新しい年

 最後の書類を仕上げて時計を見上げれば針は八時を回っていた。道理で疲れるはずだと深い溜息を吐いて、窓の外を窺うと、黒く塗りつぶされた硝子にくたびれた顔をした自分の姿が見えてもう一度溜息を吐く。
 今日はやたらと忙しかった。一年が終わる日でもあったからか来客がひっきりなしにやってきて、大して実のない年末の挨拶と来年もよろしくという決まりきった文言を口にする。かくいうジェイドとて縦社会の極みとも言える軍に属している以上、如何に面倒とはいえども上層部には挨拶に行かねばならず、何人かの執務室を訪ね、最後にゼーゼマンの元へ赴けば大分疲れているようだなと笑われてしまった。取り繕うことには慣れているつもりではあったが、ローレライデーカンも終わりに近づくにつれて年が変わる前にと駆け込みでの報告書やら何やらの書類が束のようにジェイドのところへ寄越されるので家に帰ることもままならなかった。
 早くて日付が変わった後にやっと帰宅の途につけるといった有様で、その上三日に一度は執務室に泊まりがけだ。

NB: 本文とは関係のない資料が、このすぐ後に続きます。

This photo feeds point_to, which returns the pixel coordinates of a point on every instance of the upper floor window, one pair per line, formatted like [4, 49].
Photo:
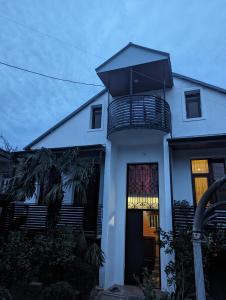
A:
[193, 104]
[96, 117]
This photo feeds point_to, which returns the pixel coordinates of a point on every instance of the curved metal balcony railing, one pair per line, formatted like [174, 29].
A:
[139, 111]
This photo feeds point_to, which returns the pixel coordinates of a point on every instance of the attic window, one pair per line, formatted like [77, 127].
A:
[193, 104]
[96, 117]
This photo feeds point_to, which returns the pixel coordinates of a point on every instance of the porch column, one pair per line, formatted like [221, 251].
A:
[166, 209]
[106, 274]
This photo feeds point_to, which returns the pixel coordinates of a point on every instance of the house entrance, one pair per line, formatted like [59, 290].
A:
[142, 222]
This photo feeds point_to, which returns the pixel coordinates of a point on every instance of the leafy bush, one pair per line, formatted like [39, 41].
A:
[67, 257]
[5, 294]
[15, 260]
[50, 259]
[148, 285]
[60, 291]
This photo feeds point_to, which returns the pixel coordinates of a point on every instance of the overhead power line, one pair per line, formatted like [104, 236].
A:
[49, 76]
[50, 36]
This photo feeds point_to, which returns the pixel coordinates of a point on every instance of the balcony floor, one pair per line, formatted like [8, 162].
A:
[132, 137]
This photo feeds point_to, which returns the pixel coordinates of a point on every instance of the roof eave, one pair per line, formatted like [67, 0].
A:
[64, 120]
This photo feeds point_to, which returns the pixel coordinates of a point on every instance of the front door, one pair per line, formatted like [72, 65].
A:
[142, 222]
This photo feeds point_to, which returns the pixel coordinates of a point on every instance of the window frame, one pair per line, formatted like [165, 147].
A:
[93, 107]
[184, 105]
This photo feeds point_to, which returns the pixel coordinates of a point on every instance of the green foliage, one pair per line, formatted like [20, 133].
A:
[180, 273]
[5, 294]
[15, 260]
[95, 256]
[47, 168]
[49, 259]
[60, 291]
[147, 285]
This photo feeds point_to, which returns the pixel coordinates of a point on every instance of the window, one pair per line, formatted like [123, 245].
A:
[96, 117]
[204, 173]
[193, 104]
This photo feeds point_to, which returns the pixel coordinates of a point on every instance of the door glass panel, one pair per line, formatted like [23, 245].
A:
[143, 186]
[150, 223]
[151, 243]
[200, 166]
[218, 170]
[201, 185]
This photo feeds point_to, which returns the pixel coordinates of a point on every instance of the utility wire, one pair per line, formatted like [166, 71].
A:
[49, 76]
[49, 36]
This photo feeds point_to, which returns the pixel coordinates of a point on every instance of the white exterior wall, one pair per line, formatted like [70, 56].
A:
[181, 170]
[114, 221]
[77, 132]
[213, 108]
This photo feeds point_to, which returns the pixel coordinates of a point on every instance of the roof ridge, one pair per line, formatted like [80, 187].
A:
[64, 120]
[205, 84]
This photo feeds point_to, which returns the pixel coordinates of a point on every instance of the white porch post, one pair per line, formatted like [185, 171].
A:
[108, 227]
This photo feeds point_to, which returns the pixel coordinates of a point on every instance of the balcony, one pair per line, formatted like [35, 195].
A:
[138, 112]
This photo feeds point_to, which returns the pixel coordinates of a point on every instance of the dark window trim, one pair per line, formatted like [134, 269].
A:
[208, 175]
[189, 99]
[96, 110]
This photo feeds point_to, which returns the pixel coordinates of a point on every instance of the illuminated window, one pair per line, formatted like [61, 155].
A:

 一つの仕事に取りかかっていると急ぎで別の用件が差し込まれる。余人よりも余程優れているという自覚はあるが、ジェイドとて人間である以上は限界があり不眠不休も続ければ疲労となって蓄積される。それでも今日までに仕事を全て片付けたのはひとえに明日からしばしの休暇を申請していたからだった。
 それも連休を、だ。
 これまで有給を消化しないまま腐らせていたどころか軍で規定された休みすらまともにとらないことがあった男が今年は大人しく新年の休暇を受け入れたことで事務方では大層な騒ぎになったと聞いたがジェイドの知ったところではない。偶々今まで行使してこなかったというだけでジェイドにだって休暇を取る権利はちゃんとあるのだし、文句を言われる筋合いもなければ驚かれるというのも不本意だ。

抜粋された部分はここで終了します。